Without Kwan, a nine-time U.S. champion and five-time world champion, the women's title is likely to be won by Sasha Cohen of Corona del Mar, a two-time world silver medalist and four-time runner-up to Kwan. But after that, nothing is sure.
Alissa Czisny of Bowling Green, Ohio, had a strong season but faltered in the Grand Prix Final. Emily Hughes of Great Neck, N.Y., sister of 2002 Olympic gold medalist Sarah Hughes, had meningitis last summer and lacked stamina as she finished fifth in each of two Grand Prix events. Kimmie Meissner, a sensation last season when she landed a difficult triple axel jump at the U.S. championships and finished third at age 15, has struggled recently.
That creates an opportunity for Liang, although she said her strategy would be the same if Kwan had competed in St. Louis.
"I still have to go to nationals and do the same program. It doesn't really matter," she said. "But it is going to be different. Ever since I've competed at nationals Michelle has been there. I'm sure a lot of people are going to wonder what's going to happen, but I know I have to focus on my programs and not let anything distract me."
Congemi said he talked to Liang about the potential ripple effects of Kwan's decision.
"I told her that no matter what happens, what we can control or what we can control to the best of our ability, is her skating and having her be prepared and be the best that she can be," Congemi said. "We have no control over the judging, the marks, the placement, who goes, who doesn't go....

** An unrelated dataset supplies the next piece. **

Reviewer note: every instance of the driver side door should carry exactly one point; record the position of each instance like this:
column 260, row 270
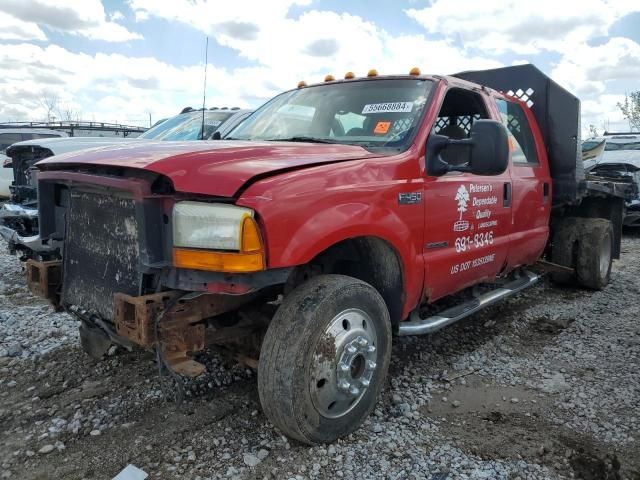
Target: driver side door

"I kind of classify her as a peaker, a skater that continuously improves as the competition gets closer. I can look at her and see a program where maybe she misses a jump or two but I just know what she's about and I know that as the competition gets closer, things fall into place. This past week I'm really happy with where she's at. Physically, I think her body is in a good place. I think that her mind is in a good place and she has to constantly work on that type of focus, on just being present and not let any external influences affect her."
Liang, who hasn't decided if she'll continue to compete past this season, is ready for her big moment.
"I'm a little nervous but that's kind of natural before I go to competitions," she said. "I'm actually really excited. All these girls are doing really well and it's going to be a good competition."